Scientists have introduced a new AI approach that involves habitual and goal-directed behaviors learning to support each other. Using computer simulations that imitated exploring a maze, the method was able to quickly adjust to changing environments and replicate the behavior of humans and animals once they became familiar with a specific environment. This study not only sets the stage for the development of AI systems that can adapt rapidly and consistently, but also offers insight into decision-making in neuroscience and psychology.
Both living creatures and AI systems could benefit from this innovative method.
Researchers from the Okinawa Institute of Science and Technology (OIST) and Microsoft Research Asia in Shanghai have found that machines powered by algorithms and AI need to be able to react quickly and adapt to different situations. In the field of psychology and neuroscience, behavior is often divided into two categories – habitual (fast and simple, but rigid) and goal-directed (flexible, but complex and slower). Daniel Kahneman, a Nobel Prize winner in Economic Sciences, refers to these as System 1 and System 2. However, there is still a debate on whether they are independent and conflicting or mutually supportive components.We have proposed a new AI method where systems of habitual and goal-directed behaviors learn to support each other. The method quickly adapts to changing environments and reproduces the behavior of humans and animals after they have been accustomed to a certain environment for a long time, as shown in computer simulations that mimic the exploration of a maze.
The study, published in Nature Communications, not only paves the way for the development of systems that adapt quickly and reliably in the growing field of AI, but also provides clues to how we make decisions in the fields of neuroscience and psychology.Researchers developed a model that combines the habitual and goal-directed systems for learning behavior in AI agents that use reinforcement learning, a learning method that relies on rewards and punishments. This model is based on the theory of “active inference,” which has gained a lot of attention recently. The researchers created a computer simulation that imitates a task where mice navigate a maze using visual cues and are rewarded with food when they reach the goal.
They studied how these two systems adjust and combine while interacting with the environment, and found that they can quickly achieve adaptive behavior. It was noted that theAI agent utilized reinforcement learning to gather data and enhance its own performance.
What our brains prefer
Once the workday is over, we often go home on autopilot, relying on habitual behavior. However, if you’ve recently moved and aren’t paying attention, you might unintentionally drive to your old house out of habit. When you realize this, you switch to goal-directed behavior and redirect to your new home. Traditionally, these two types of behavior were thought to operate independently, with habitual behavior being fast but inflexible, and goal-directed behavior being flexible but slow.”The shift from goal-directed to habitual behavior in learning is a well-known discovery in psychology. Our model and simulations provide an explanation for this phenomenon: the brain favors behaviors that offer greater certainty. As learning advances, habitual behavior becomes less unpredictable, increasing certainty. As a result, the brain tends to rely on habitual behavior after extensive training,” Dr.
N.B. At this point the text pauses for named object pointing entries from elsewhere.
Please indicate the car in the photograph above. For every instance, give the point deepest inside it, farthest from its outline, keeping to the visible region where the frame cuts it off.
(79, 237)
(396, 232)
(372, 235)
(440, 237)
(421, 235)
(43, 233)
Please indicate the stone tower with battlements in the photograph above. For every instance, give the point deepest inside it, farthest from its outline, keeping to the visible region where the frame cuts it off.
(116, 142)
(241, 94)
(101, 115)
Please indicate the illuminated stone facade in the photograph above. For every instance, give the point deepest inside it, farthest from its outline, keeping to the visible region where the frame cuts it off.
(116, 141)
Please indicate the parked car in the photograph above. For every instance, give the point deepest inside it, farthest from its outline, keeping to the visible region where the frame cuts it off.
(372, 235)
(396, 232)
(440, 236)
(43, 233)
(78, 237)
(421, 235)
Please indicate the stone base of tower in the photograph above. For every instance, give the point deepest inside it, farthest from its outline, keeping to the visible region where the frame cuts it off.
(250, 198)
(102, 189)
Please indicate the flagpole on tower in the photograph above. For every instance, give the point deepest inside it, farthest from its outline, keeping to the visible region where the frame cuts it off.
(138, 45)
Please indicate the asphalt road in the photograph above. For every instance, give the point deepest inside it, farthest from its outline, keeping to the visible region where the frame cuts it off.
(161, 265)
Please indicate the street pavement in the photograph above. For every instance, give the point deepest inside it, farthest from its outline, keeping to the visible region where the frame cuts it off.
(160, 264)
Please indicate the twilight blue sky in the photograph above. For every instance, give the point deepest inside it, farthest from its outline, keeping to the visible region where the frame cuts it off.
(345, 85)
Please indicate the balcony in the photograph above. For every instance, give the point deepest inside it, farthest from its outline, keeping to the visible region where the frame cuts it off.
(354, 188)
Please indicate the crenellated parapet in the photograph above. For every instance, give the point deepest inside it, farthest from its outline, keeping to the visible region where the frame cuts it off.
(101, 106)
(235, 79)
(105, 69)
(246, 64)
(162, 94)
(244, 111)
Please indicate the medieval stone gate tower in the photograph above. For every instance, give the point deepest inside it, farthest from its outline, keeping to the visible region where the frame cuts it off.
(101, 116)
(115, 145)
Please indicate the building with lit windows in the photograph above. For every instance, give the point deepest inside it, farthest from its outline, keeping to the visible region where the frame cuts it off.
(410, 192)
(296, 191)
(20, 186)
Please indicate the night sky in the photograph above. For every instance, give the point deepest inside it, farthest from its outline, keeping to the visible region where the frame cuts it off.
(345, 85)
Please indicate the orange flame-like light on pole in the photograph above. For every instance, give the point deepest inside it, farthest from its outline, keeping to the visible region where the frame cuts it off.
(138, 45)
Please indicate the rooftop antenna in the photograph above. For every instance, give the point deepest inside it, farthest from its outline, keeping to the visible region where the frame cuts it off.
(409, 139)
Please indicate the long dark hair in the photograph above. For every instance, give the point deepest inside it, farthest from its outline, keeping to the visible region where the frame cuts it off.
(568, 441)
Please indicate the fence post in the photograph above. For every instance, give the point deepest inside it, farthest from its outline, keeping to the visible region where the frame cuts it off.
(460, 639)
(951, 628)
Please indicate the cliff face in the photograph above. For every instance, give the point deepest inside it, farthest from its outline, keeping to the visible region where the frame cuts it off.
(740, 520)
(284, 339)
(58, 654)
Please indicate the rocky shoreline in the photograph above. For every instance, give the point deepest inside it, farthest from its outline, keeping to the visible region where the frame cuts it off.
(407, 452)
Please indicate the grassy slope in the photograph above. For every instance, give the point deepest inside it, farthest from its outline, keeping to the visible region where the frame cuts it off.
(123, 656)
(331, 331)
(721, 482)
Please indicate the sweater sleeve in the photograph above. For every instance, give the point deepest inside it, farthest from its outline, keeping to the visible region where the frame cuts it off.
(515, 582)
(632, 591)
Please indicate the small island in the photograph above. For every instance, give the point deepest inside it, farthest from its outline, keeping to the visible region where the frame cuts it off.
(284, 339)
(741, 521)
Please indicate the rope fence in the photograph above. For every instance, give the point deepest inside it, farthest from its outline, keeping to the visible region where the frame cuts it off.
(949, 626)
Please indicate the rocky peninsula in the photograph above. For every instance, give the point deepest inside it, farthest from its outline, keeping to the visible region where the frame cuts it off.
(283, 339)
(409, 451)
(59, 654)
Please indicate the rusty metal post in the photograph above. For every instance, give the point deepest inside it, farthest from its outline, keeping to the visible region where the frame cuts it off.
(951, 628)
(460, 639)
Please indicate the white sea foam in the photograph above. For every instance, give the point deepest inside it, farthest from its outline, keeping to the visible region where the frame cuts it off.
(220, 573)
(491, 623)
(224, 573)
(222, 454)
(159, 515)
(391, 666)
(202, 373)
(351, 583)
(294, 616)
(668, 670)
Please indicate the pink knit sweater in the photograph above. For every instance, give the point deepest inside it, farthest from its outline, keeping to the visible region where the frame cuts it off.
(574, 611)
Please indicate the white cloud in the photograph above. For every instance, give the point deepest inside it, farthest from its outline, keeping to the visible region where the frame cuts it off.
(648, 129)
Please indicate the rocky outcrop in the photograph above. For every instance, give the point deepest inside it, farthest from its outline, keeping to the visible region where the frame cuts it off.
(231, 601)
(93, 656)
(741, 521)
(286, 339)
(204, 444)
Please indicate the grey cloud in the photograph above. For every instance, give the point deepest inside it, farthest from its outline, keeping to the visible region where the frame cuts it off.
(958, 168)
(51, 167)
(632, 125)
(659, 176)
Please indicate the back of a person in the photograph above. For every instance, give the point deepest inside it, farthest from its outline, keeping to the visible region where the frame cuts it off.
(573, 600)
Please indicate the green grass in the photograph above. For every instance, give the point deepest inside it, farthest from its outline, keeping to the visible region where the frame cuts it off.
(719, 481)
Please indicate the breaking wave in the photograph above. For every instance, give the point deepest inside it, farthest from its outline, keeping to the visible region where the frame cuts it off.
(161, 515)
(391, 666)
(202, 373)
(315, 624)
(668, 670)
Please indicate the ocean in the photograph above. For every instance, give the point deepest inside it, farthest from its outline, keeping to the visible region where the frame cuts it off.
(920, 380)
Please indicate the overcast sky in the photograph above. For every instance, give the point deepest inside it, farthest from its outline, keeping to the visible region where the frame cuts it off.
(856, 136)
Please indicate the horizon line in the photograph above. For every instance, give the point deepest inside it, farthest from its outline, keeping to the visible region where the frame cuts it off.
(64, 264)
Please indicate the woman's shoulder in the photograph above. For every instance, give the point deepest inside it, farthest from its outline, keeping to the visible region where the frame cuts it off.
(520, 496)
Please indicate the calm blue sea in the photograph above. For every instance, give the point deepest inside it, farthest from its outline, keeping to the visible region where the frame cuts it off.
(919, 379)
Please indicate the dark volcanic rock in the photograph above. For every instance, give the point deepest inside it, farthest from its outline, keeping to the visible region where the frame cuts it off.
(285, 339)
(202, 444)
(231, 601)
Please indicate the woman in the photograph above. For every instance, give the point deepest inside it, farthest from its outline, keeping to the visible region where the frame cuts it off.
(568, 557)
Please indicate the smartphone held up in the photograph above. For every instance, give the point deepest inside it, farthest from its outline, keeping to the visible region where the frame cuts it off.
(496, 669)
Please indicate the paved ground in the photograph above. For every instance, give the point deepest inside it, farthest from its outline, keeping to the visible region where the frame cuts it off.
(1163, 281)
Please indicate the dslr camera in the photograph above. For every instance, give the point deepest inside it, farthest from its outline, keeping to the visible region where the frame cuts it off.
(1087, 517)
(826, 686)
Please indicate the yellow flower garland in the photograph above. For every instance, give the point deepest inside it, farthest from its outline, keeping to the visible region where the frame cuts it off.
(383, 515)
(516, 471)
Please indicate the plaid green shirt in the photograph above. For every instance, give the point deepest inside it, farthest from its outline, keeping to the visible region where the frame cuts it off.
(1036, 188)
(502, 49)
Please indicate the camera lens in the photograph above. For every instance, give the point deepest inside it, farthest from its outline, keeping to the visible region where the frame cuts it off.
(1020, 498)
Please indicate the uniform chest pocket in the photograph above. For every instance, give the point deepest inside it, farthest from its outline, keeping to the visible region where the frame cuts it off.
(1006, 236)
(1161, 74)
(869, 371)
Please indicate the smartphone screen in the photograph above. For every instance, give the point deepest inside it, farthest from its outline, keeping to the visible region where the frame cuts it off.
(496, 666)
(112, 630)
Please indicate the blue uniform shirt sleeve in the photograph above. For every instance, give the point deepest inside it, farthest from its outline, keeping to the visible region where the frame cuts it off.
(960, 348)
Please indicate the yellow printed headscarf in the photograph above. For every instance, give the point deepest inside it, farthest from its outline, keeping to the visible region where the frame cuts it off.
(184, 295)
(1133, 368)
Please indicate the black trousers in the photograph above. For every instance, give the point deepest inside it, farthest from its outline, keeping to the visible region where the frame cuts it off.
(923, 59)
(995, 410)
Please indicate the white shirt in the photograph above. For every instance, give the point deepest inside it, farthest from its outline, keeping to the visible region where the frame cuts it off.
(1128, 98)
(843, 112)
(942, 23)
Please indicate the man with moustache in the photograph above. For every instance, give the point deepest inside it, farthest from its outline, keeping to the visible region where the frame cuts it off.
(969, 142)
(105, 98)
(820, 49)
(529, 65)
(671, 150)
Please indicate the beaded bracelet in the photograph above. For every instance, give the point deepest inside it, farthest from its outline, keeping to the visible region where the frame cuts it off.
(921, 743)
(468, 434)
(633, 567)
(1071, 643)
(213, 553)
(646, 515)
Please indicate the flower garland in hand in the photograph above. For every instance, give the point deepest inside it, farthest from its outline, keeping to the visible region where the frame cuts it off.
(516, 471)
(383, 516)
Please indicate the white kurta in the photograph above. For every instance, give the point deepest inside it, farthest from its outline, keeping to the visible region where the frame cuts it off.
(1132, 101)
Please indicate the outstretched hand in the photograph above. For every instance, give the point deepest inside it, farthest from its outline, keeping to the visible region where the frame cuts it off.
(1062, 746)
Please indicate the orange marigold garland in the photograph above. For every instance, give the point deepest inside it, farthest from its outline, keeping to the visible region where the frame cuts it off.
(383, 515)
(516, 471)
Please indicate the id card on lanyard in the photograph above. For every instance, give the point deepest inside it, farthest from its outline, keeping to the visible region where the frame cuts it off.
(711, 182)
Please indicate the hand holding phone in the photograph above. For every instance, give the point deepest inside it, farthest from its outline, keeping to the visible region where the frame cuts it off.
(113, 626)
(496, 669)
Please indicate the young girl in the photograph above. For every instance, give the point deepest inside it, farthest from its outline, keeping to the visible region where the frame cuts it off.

Dongqi Han, a former PhD student at OIST’s Cognitive Neurorobotics Research Unit and the primary author of the paper, stated.
For a new goal that AI has not been trained for, it utilizes an internal process.
The model uses a combination of habitual behaviors to plan its actions, making the planning process more efficient as it does not need to consider all possible actions. This is in contrast to traditional AI approaches, which require all possible goals to be explicitly included in training in order to be achieved. In this model, each desired goal can be achieved without explicit training but by flexibly combining learned knowledge.
“It’s important to achieve a kind of balance or trade-off between flexible and habitual behavior,” stated Prof. Jun Tani, head of the Cognitive Neurorobotics Research Unit. “There could be many possible”
There are multiple ways to achieve a goal, but considering all possible actions is costly, so goal-directed behavior is limited by habitual behavior to narrow down options.
Improving AI Technology
Dr. Han became interested in neuroscience and the disparity between artificial and human intelligence while working on AI algorithms. “I began contemplating how AI can exhibit more efficient and adaptable behavior, similar to humans. I wanted to comprehend the underlying mathematical principles and how we can utilize them to enhance AI. That was the driving force behind my PhD research.”
Understanding the contrast between habitual and goal-directed behavior.Goal-directed behaviors are particularly important in neuroscience as they can provide insight into neurological disorders like ADHD, OCD, and Parkinson’s disease. “We are investigating the computational principles that govern the collaboration of multiple brain systems. We have also observed that neuromodulators like dopamine and serotonin are essential in this process,” said Prof. Kenji Doya, head of the Neural Computation Unit. “AI systems inspired by the brain and capable of solving real-world problems can be valuable tools in understanding brain activity.”
Dr. Han is interested in creating AI that can behave more like humans in order to achieve complex goals. He wants the AI to have abilities similar to humans when it comes to completing everyday tasks. He believes that our brains have two learning mechanisms that work together, and he wants to better understand how they work in order to achieve their goal.